Xinglab / espresso

Other
57 stars 4 forks source link

Requantify isoforms after filtering #32

Closed chrisamiller closed 11 months ago

chrisamiller commented 1 year ago

I've run the espresso steps on a cohort of data, generating a large list of isoforms. I then can apply filtering from something like SQANTI3 to remove those isoforms that I believe to be false positives, leaving me with a subset of the original list.

After this step, I'd like to keep the filtered isoform GTF static and use just the part of ESPRESSO_Q that assigns reads to these transcripts, quantifies transcript expression, and also spits out whether each read is a FSM, ISM, etc.

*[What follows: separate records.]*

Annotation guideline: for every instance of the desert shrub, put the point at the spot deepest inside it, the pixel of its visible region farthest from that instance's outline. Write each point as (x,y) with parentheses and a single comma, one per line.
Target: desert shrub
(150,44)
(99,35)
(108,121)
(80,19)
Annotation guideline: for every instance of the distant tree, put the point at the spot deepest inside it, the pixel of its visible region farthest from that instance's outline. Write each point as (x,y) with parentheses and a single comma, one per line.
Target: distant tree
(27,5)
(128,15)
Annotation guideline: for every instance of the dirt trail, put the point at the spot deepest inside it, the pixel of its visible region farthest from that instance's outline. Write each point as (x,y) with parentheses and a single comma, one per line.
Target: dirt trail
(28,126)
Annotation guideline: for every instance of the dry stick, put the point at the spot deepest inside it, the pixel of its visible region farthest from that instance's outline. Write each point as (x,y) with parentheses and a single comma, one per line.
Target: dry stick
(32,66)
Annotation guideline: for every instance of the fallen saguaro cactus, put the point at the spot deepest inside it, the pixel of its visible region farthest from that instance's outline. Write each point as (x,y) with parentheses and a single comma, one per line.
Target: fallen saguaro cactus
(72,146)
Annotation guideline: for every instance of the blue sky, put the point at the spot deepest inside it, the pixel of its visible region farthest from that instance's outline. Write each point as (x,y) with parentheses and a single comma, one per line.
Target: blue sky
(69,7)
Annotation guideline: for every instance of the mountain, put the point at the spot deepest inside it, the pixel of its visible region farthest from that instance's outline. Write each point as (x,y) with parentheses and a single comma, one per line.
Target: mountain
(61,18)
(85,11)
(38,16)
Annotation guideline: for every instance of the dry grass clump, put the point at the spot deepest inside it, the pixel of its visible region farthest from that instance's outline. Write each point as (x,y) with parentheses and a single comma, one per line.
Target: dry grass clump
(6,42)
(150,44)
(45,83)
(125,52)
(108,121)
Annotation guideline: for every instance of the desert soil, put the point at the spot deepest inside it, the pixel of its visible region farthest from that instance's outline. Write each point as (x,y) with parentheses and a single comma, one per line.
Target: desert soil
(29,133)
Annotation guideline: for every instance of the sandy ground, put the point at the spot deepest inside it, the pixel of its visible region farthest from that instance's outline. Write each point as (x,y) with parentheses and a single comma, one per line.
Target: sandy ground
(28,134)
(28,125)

Is the code modular enough that it's possible to run just this portion of the process?

EricKutschera commented 1 year ago

I think if you just run the Q step again, but with the new filtered gtf and also --read_ratio_cutoff 2 then ESPRESSO will try to assign the reads to only those isoforms in the filtered gtf. The output might be a little different if you run ESPRESSO from the beginning with the filtered gtf and also use --read_ratio_cutoff 2 in the S and Q steps since that will change the high confidence junctions used for realignment. The ratio cutoff of 2 is impossible to meet and should restrict ESPRESSO to only the splice junctions and isoforms in the filtered gtf

There's also the --tsv_compt /path/to/output/compatible_isoform.tsv argument in the Q step. That output file will show for each read whether it's FSM, ISM, or novel. The output file from the second run will have the FSM/ISM info based on the filtered gtf

chrisamiller commented 1 year ago

Thanks for the quick response! Giving that a try

chrisamiller commented 1 year ago

For others who may find this thread, this approach worked well. Thanks again!